Selon les premiers éléments révélés par des médias, l’enquête porte notamment sur le versement présumé de 299 000 euros d’honoraires entre 2010 et 2011, alors que l’ancienne ministre de la culture exerçait à la fois comme eurodéputée et avocate. Rachida Dati conteste ces accusations.
C’est un signalement de Tracfin, qui a conduit le PNF à ouvrir une enquête préliminaire avant la saisine de juges d’instruction. Les investigations portent sur des faits susceptibles d’être qualifiés de corruption, trafic d’influence, détournement de fonds publics, recel et blanchiment.
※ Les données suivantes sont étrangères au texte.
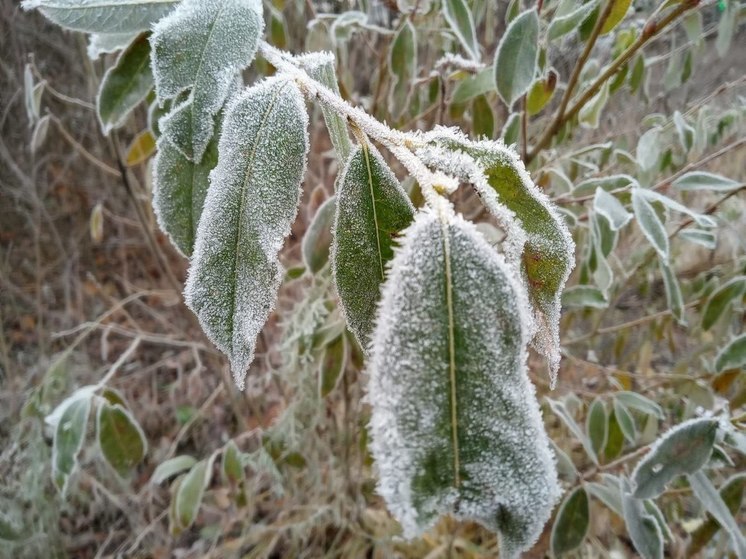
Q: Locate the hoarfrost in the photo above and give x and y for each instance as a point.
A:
(455, 424)
(200, 46)
(250, 206)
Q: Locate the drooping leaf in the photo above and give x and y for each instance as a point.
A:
(125, 85)
(200, 47)
(455, 425)
(249, 208)
(103, 16)
(571, 525)
(516, 57)
(120, 437)
(179, 190)
(459, 18)
(732, 356)
(372, 208)
(69, 434)
(684, 449)
(730, 292)
(318, 238)
(172, 467)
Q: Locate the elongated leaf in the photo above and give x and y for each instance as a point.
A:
(372, 208)
(103, 16)
(650, 223)
(179, 190)
(120, 437)
(68, 440)
(721, 298)
(455, 424)
(201, 46)
(172, 467)
(125, 85)
(733, 355)
(571, 525)
(516, 57)
(682, 450)
(250, 206)
(458, 15)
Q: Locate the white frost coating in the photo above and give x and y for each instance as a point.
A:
(496, 466)
(250, 206)
(103, 16)
(200, 46)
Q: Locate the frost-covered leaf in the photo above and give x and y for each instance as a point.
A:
(69, 434)
(250, 206)
(455, 424)
(125, 85)
(642, 526)
(172, 467)
(458, 15)
(713, 502)
(201, 46)
(571, 525)
(318, 238)
(179, 190)
(732, 356)
(103, 16)
(700, 180)
(372, 208)
(683, 449)
(120, 437)
(516, 57)
(650, 223)
(730, 292)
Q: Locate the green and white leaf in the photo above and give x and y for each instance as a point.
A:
(201, 46)
(125, 85)
(455, 424)
(372, 209)
(250, 206)
(103, 16)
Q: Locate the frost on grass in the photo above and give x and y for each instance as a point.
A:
(103, 16)
(372, 208)
(455, 424)
(200, 46)
(250, 206)
(549, 253)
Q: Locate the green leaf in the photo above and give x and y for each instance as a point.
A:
(516, 57)
(172, 467)
(250, 206)
(103, 16)
(713, 502)
(650, 223)
(69, 434)
(732, 356)
(700, 180)
(125, 85)
(179, 190)
(455, 425)
(458, 15)
(332, 365)
(318, 238)
(642, 526)
(120, 437)
(188, 498)
(403, 66)
(730, 292)
(681, 450)
(571, 525)
(372, 208)
(201, 46)
(597, 425)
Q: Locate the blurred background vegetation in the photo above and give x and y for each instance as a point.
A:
(90, 288)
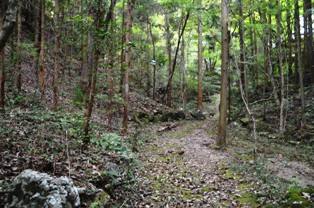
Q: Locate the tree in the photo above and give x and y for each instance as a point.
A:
(55, 81)
(6, 28)
(282, 99)
(200, 60)
(18, 83)
(42, 52)
(221, 140)
(128, 61)
(299, 63)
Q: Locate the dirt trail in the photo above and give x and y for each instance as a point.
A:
(182, 169)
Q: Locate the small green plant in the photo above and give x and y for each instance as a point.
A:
(112, 142)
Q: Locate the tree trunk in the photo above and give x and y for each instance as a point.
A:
(222, 128)
(298, 41)
(183, 79)
(282, 84)
(169, 52)
(111, 41)
(55, 82)
(36, 41)
(200, 61)
(308, 39)
(128, 61)
(242, 51)
(9, 20)
(176, 55)
(289, 41)
(154, 61)
(122, 57)
(42, 52)
(19, 37)
(2, 77)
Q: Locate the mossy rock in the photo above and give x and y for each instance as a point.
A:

Dans ce cadre, des perquisitions avaient déjà été menées à la mi-décembre 2025 au domicile de l’élue ainsi qu’à la mairie du 7ᵉ arrondissement de Paris. Les enquêteurs de l’Office central de lutte contre la corruption et les infractions financières et fiscales (OCLCIFF) exploitent désormais les éléments saisis.
Par ailleurs, Rachida Dati doit être jugée en septembre dans une autre affaire, pour des faits de corruption et de trafic d’influence passifs liés à des soupçons de lobbying au Parlement européen en faveur du groupe Renault et de son ancien dirigeant Carlos Ghosn. Elle réfute également ces accusations. D’autres investigations sont en cours, notamment une enquête préliminaire confiée à la brigade financière portant sur des soupçons de non-déclaration de bijoux auprès de la Haute Autorité pour la transparence de la vie publique.